Since selective inhibition of either COX or epoxygenase provides beneficial outcomes in models of hypertension, inflammation, cardiovascular disease and diabetes, we developed a novel dual-acting COX-2/sEH inhibitor, PTUPB [4-(5-phenyl-3-{3-[3-(4-trifluoromethylphenyl)-ureido]-propyl}-pyrazol-1-yl)-benzenesulfonamide]. PTUPB has biological activity, as it has recently been shown to have a beneficial action in an animal model of tumor suppression and metastasis [23]. In the present study, we tested the hypothesis that simultaneously inhibiting COX-2 and sEH pathways of eicosanoid metabolism by PTUPB would be efficacious in attenuating disease using a rat model of type 2 diabetes and metabolic syndrome. We demonstrate that PTUPB markedly prevented the development of metabolic abnormalities and diabetic kidney injury in type 2 diabetic ZDF rat model.
MATERIAL AND METHOD
Chemicals
The chemistry and synthesis process dual COX-2/sEH inhibitor, 4-(5-phenyl-3-{3-[3-(4-trifluoromethylphenyl)-ureido]-propyl}-pyrazol-1-yl)-benzenesulfonamide (PTUPB) described earlier [23]. All chemicals used in this study are purchased from Sigma Aldrich (St Louis, MO, USA) unless and otherwise mentioned.
Animal Groups
The Medical College of Wisconsin Institutional Animal Care and Use Committee that conforms to the National Institutes of Health Guidelines for Care and Use of Laboratory Animals approved all animal studies. Male obese Zucker Diabetic Fatty (ZDF, strain code 370) and Zucker Lean (ZDL, Lean +/?, strain code 371) rats are obtained from Charles River Laboratories (Wilmington, MA, USA). Animals were housed in the Biomedical Resource Center at the Medical College of Wisconsin with a 12/12h light–dark cycle and free access to water and rodent chow. ZDL rats (n=6) were used as the control group. ZDF rats were divided into two groups. Vehicle treated ZDF group (n=6) received vehicle and treated group received PTUPB (10mg/kg/d, n=6) for 8 weeks. Both vehicle and PTUPB were administered continuously for the 8-week experimental period by intra-peritoneal osmotic pump (ALZET® osmotic pump, DURECT Corporation, Cupertino, CA). All rats were weighed and systolic blood pressure was measured by tail-cuff plethysmography (IITC Life Science Inc., Woodland Hills, CA, USA) after 8 weeks of the treatment protocol.
Glucose Tolerance Test
Intra-peritoneal glucose tolerance test was carried out at the end of the 8-week treatment protocol in rats that were fasted overnight and injected with glucose (2 g/kg i.p.). Blood samples were collected from the tail vein before and at different time points after glucose injection. The tail vein blood glucose levels were measured using a glucometer LifeScan (Miltipas, CA, USA).

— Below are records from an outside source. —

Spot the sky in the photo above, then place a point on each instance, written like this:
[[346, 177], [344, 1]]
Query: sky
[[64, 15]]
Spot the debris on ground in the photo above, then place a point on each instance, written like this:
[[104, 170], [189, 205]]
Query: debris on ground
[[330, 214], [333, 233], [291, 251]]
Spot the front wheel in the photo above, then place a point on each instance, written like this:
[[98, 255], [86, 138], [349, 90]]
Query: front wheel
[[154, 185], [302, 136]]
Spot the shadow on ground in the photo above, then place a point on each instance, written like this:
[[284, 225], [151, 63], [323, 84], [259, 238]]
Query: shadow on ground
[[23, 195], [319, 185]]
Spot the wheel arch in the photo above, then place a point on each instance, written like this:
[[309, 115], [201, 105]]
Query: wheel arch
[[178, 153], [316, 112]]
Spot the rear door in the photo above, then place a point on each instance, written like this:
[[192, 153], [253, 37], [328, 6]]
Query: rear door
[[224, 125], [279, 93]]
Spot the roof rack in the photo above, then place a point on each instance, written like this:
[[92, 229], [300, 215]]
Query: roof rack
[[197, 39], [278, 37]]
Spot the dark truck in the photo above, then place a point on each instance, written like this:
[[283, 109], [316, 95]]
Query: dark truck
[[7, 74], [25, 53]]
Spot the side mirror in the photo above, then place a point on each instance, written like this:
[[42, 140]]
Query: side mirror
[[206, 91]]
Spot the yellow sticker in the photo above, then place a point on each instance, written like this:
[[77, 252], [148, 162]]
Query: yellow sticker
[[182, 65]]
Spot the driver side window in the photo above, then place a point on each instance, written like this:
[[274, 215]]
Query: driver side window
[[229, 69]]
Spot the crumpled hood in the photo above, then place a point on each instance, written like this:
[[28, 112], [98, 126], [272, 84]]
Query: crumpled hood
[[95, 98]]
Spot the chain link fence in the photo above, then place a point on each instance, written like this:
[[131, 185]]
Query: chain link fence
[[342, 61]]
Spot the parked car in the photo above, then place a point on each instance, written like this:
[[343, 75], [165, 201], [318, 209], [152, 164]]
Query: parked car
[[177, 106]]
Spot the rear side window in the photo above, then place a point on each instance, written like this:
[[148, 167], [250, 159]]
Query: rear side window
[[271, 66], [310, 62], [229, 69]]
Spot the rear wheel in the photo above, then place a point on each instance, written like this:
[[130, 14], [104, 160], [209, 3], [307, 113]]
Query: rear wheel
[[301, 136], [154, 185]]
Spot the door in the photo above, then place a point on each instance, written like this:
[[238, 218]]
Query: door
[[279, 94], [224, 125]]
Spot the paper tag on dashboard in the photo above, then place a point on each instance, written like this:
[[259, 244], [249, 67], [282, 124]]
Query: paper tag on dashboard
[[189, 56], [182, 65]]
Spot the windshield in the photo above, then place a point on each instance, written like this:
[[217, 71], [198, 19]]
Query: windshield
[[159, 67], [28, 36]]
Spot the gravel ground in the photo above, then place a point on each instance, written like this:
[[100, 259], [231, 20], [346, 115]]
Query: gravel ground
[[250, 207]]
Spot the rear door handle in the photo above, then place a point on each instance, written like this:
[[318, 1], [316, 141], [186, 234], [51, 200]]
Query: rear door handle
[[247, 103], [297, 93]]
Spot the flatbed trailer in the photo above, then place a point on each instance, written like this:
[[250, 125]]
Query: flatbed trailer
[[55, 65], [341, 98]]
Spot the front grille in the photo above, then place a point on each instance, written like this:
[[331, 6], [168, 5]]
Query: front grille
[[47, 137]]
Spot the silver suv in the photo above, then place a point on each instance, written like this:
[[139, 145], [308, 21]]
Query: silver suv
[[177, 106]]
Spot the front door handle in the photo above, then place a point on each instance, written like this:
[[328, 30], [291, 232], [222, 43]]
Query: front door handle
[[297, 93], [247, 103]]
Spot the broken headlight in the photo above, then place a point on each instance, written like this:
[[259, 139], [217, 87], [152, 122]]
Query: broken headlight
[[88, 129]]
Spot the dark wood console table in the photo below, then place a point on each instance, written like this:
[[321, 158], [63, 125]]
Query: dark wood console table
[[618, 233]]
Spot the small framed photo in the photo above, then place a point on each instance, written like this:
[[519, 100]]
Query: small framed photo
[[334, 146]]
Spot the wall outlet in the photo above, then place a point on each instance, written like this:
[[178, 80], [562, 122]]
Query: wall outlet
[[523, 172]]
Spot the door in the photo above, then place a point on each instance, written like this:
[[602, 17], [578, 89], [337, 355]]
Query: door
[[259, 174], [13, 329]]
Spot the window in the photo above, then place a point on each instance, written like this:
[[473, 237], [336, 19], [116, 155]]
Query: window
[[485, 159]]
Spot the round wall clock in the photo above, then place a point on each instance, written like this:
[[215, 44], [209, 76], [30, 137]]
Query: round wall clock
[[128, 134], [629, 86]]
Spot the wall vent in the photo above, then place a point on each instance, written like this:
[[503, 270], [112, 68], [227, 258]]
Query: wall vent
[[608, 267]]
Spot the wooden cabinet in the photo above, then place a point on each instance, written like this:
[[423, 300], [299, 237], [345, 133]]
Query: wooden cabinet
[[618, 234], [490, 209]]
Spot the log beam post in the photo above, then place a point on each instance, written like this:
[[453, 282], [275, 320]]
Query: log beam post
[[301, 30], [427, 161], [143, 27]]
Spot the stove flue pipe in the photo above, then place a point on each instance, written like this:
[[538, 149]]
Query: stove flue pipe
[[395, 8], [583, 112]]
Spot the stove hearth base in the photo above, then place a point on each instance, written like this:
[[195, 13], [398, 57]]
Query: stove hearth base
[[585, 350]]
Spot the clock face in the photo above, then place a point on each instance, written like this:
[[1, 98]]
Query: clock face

Urine and Plasma Biochemical Analysis
Urine and plasma samples were collected at the end of the 8-week experimental period. Serum and urinary biochemical analysis were carried out by colorimetric and ELISA assays. Triglyceride, cholesterol, protein and creatinine assay kits were from Cayman (Ann Arbor, MI, USA), albumin and nephrin assay kits were from Exocell (Philadelphia, PA, USA), and monocyte chemoattractant protein-1 (MCP-1) assay kit was from BD Biosciences (San Jose, CA, USA). Serum insulin and C-peptide were measured using ELISA (Mercodia AB, Uppsala, Sweden). Serum glucose was measured using glucose oxidase method (abcam, Cambridge, MA, USA). Homeostatic index of insulin resistance (HOMA-IR) calculated according to the homeostasis of the assessment as described earlier [24]. To determine the kidney tissue malondialdehyde (MDA) level, the rat kidney was homogenized with buffer containing 1.5% potassium chloride to obtain a 1:10 (w/v) whole kidney homogenate. MDA was measured using colorimetric method after reaction with thiobarbituric acid. Kidney tissue MDA was measured in the kidney using a commercially available kit (Cayman Chemical).
Histopathological Analysis
The kidney and pancreas were excised and immersion-fixed in 10% neutral buffered formalin and paraffin embedded. The embedded kidney and pancreas sections were cut into 4μm slices for use in histology. Formalin-fixed paraffin-embedded tissue slices were deparaffinized, re-hydrated, and kidney tissue slices were stained with Periodic Acid-Schiff (PAS) and Masson’s Trichorme. Glomerulosclerosis and mesangial matrix expansion were blindly scored from kidney sections stained with PAS staining using the following numeric scale: 0= no damage; +1 = very mild; +2 = mild; +3 = moderate and +4 = severe. Two observers in a blinded fashion conducted histological analysis at a magnification of X200 using Nikon NIS Elements Software (Nikon Instruments Inc., Melville, NY, USA). Proteinaceous cast in the kidney was also determined in PAS stained kidney sections at magnification of X200 using Nikon NIS Elements Software. The percentage area positive for proteinaceous cast was calculated from the mean of eight cortical and five medullary fields for each animal. Fibrosis in the kidney was determined in kidney sections stained with Masson’s Trichorme at a magnification of ×200. The percentage area positive for collagen was calculated as fibrotic area from the mean of eight cortical and five medullary fields for each animal. Renal tubular cast and collagen positive fibrotic areas in the kidney sections were determined by two blinded observers. The pancreas slices were stained with Hematoxylin and Eosin staining and gross histological features of the pancreas were studied in different experimental groups in blinded fashion.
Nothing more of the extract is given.